Zara competitiveness as highlighted in number 4 managed to travel globally successfully. As 55%

of Zara revenues coming from abroad, one can see that Zara was successful in migrating its
competitiveness globally. By adapting to each culture, Zara has managed to position itself
differently in different market. Zara strategy of opening one store for information gathering in the
initial phase of entering a new market is one of its key strength points. By starting with such
"information gathering" store, Zara manages to obtain insight of the local market and how best to
adapt to it.

7- What do you think of Zara's past international strategy? Evaluate, in particular, its
past strategy for (product) market selection, its mode of entry , and its standardization
of its marketing approach

Internationally, the strategy ZARA adopted was to test the market by flagging one store then
expanding according to market needs. This strategy helped the fast growth of the company as well
as eliminating the risk factors. Moreover, the image ZARA created over the years minimized the
need for any marketing activity and the flagged pilot store, based on a prototype, would develop
the company brand awareness in the new country.

In contrast to the advantages of their international expansion policy, the price of ZARA products in
USA is more than double same products in Spain ;moreover, as the case stated, what worked with
1000 stores will not work with 2000 stores and the centralized supply chain might collapse or
become a real problem . Accordingly, a competition might find a window of opportunity in that
sense. The other factor is the uniformly fashion adopted by ZARA in all stores , yes it is successful
in Europe and the middle east, yet that might not be the case in Asia and the company will need to
adopt more local customization when entering new international markets.

8- What is the best way to grow the Zara chain? How, specifically, do you see prospects
in the Italian market? And more broadly, what do you think about the strategy of
focusing on Europe versus making a major commitment to a second region?

The best way Zara chain to grow is to focus on the rest of Europe. As an example, Zara can focus
its growth to countries like Italy. Italy is the largest single apparel market in Europe. Italians spent
the highest per capita on apparel. Italian consumers visit apparel stores relatively frequently which
is good for Zara's business model that relies on changing the contents of the stores very frequently.
Italians are also considered very fashion-forward which fits well with Zara's fashionable designs.

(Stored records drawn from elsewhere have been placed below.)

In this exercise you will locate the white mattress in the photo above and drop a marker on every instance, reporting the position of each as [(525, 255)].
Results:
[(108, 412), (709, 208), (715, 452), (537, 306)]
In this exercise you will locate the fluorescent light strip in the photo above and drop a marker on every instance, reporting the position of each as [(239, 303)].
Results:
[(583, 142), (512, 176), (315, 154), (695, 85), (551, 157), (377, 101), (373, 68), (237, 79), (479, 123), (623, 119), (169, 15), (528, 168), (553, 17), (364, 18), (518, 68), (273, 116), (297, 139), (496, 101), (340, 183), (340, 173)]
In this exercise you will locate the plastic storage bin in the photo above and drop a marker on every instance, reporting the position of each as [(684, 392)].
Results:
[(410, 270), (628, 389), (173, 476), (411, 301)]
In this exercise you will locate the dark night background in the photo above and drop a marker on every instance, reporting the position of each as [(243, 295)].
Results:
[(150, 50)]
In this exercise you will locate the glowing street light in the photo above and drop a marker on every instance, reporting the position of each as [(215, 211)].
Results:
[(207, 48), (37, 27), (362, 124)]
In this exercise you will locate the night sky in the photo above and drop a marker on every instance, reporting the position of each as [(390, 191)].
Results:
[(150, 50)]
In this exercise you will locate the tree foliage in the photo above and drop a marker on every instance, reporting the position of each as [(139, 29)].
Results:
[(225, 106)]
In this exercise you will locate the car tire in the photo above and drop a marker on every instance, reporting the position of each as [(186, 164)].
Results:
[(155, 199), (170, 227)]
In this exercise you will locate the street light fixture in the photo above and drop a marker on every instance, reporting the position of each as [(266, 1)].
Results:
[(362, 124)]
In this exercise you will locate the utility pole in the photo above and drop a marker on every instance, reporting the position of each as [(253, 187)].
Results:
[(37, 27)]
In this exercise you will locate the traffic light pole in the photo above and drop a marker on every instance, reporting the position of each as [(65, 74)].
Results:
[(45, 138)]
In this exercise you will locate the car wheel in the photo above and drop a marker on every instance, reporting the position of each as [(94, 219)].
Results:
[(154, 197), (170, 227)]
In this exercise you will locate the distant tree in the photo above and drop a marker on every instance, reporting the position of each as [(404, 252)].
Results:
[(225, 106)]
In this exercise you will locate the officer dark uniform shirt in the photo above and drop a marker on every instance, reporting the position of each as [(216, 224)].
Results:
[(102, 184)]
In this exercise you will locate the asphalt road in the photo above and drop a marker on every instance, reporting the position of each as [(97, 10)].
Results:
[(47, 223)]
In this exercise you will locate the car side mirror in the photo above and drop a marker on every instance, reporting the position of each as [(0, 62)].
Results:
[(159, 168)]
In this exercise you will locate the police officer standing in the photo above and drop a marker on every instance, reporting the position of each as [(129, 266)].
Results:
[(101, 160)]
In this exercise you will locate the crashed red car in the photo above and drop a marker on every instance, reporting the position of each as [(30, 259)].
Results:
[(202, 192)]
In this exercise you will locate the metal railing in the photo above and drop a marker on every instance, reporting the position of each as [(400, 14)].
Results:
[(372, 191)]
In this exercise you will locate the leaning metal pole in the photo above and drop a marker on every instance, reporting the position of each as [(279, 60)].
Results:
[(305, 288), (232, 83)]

The strategy of focusing on Europe is generally the recommended strategy for Zara at this point in
its development. Zara understands the dynamics of the European market and is the fashion
oriented of all markets.

9- What other strategic recommendations would you make to Indirex CEO Jose Maria

Other strategic recommendation would be to make better use of economies of scale. By

centralizing, or at least creating a common party to handle all supporting function for the different
chains, Indirex can make huge savings. By combining distribution, warehousing, purchasing, and
other supporting functions, like financing, IT, .. etc of the different chains, Indirex would highly
benefit of the savings resulting from the economies of scale that would be achieved as well as
reducing the amount of redundant work being done by the different chains independently.